Die Merkmalgruppe 5 (Wohnumfeld) ist schließlich neutral zu bewerten. Soweit die Klägerin vorgetragen hat, die Wohnung sei an einer besonders ruhigen Straße gelegen, so mag dies hinsichtlich der … in Teilen dahingestellt bleiben sein. Die streitgegenständliche Wohnung befindet sich jedoch in einem Eckgebäude an der …, einer Durchgangsstraße, die zudem parallel zur S-Bahn-Trasse verläuft. Es kann auch keine Rede davon sein, dass die Wohnung sich in einer bevorzugten Citylage befinde. Eine solche ist nach der stichwortartigen der Beschreibung in der Orientierungshilfe zur Spanneneinordnung nach dem Berliner Mietspiegel 2011 gekennzeichnet durch die Nähe zu repräsentativen, überregional ausstrahlenden Einkaufs-, Dienstleistungs- und Wohnstandorten. Dies trifft, namentlich mit der Betonung auf eine überregionale Ausstrahlung, ersichtlich weder für den … zu noch gar für die … im Be-reich des S-Bahnhofs … zu. Umgekehrt hat auch die Beklagte nur unzureichend dafür vorgetragen, dass es sich eine stark vernachlässigte Umgebung handele. Eine (auch nicht näher substantiierte) hohe Kriminalitätsbelastung und die Einbeziehung in das Quartiersmanagement mögen Anhaltspunkte oder Reaktionsweisen in Bezug auf eine vernachlässigte Wohnumgebung sein. Wie sich dies aber in dem äußeren Erscheinungsbild des Gebietes konkret darstellt, hat die Beklagte weiter nicht vorgetragen. Auch der weitere Vortrag, wonach in den Straßen „oft“ Müll herumliege und die Wegeunterhaltung nur unzureichend sei, ist zur Beschreibung einer starken Vernachlässigung der Wohnumgebung wenig aussagekräftig.

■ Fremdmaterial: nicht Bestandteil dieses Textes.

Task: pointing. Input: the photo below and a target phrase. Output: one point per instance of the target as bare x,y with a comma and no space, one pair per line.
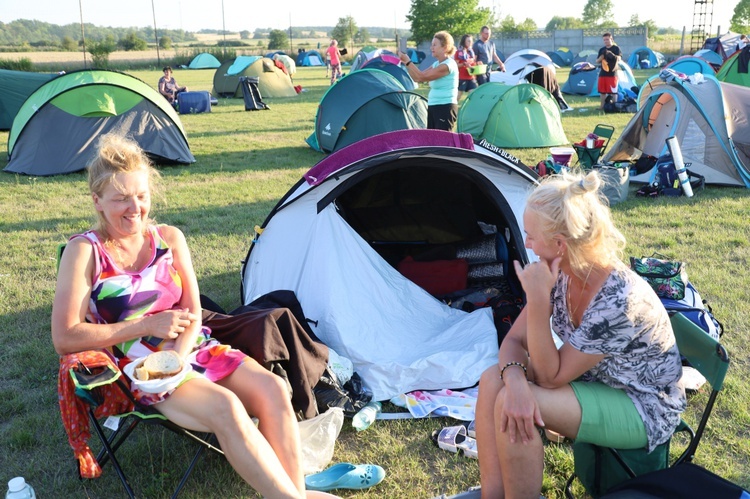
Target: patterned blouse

Insgesamt ist die Wohnung damit nach den wohnwertbestimmenden Merkmale der Merkmalgruppen neutral zu bewerten. Die sich danach ergebende „Mittelwertmiete“ von 4,77 €/m2 ist wegen des modernen Bades um 0,11 €/m2 zu erhöhen, so dass sich eine ortsübliche Miete von 4,88 €/m2, also 574,72 € ergibt.

Die dem Erhöhungsverlangen zugrunde gelegte Ausgangsmiete ist seit dem Beginn des Mietverhältnisses am 01.09.2008 unverändert geblieben, die Wartefrist (§ 558 Abs. 1 Satz 1 BGB) ist also gewahrt. Die gerechtfertigte Mieterhöhung um insgesamt 92,72 € macht bezogen auf diese Ausgangsmiete nur ca. 19,24% aus, so dass auch die Kappungsgrenze (§ 558 Abs. 3 BGB) gewahrt ist.

Die Kostenentscheidung folgt aus § 92 Abs. 2 Nr. 1 ZPO, die Entscheidung über die vorläufige Vollstreckbarkeit aus §§ 708 Nr. 1 und 11, 711, 709 ZPO.